What inspired you to be in the profession you are today? 

I have always been driven by a deep curiosity about how life works and a desire to solve real-world problems. As a child, I would bring home fish and insects to examine—an enduring fascination with nature that, combined with my love of technology and the idea of programming biology like a machine, drew me into research and continues to motivate me every day. 

What impact does your research or project have on society?  

My work aims to accelerate the discovery of new antibiotics using AI, to help combat the global threat of antimicrobial resistance (a crisis projected to cause 10 million deaths per year by 2050 if unchecked). In the long run, I hope this approach also sets a new paradigm for drug discovery that benefits humanity well beyond antibiotics. 
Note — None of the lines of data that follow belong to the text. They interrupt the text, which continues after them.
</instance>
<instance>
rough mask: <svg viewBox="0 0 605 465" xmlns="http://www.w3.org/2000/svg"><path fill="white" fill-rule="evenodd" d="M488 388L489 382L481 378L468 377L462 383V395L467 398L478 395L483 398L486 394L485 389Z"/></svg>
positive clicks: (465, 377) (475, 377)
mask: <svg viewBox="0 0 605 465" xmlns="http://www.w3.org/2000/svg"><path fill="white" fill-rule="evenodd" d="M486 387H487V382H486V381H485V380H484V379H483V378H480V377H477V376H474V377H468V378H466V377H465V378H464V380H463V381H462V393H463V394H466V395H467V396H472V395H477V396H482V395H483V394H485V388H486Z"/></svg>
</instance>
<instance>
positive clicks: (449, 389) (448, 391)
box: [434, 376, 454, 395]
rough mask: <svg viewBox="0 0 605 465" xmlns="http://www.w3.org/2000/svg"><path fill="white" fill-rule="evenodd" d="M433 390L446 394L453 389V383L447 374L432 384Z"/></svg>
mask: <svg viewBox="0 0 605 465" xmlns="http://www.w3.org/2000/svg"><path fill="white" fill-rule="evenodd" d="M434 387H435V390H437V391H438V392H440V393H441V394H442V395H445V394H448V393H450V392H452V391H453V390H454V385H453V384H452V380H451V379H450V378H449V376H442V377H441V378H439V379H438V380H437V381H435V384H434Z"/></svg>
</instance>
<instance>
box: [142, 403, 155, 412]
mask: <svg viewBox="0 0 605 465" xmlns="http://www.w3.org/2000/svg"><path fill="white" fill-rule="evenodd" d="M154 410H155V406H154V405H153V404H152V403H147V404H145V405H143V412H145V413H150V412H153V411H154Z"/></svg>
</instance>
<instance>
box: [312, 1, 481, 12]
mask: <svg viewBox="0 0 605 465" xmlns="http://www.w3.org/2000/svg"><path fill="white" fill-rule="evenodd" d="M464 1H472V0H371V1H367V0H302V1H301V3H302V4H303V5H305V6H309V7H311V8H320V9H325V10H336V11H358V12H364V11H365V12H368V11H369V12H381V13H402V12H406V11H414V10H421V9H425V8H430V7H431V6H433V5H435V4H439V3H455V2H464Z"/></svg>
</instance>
What is one surprising fact about your research or project that people might not know? 

One surprising fact is that we have discovered antibiotic candidates by mining the proteomes of extinct species like Neanderthals and woolly mammoths. In a sense, it is “Jurassic Park” for medicines – a process we call molecular de-extinction–and it opens up new sources for drug discovery that few people realise even exist. 

What’s the most exciting moment you've experienced over the course of your research or project? 

One of the most exciting moments was when our AI predicted an entirely new antibiotic molecule—something never seen before—and then we watched that compound, digitally resurrected from an extinct species, actually cure a bacterial infection in a mouse. It felt like reaching through time to find a cure, proving that our unconventional “time-traveling” strategy was not science fiction but a viable path forward—a validation that even turned sceptics into believers.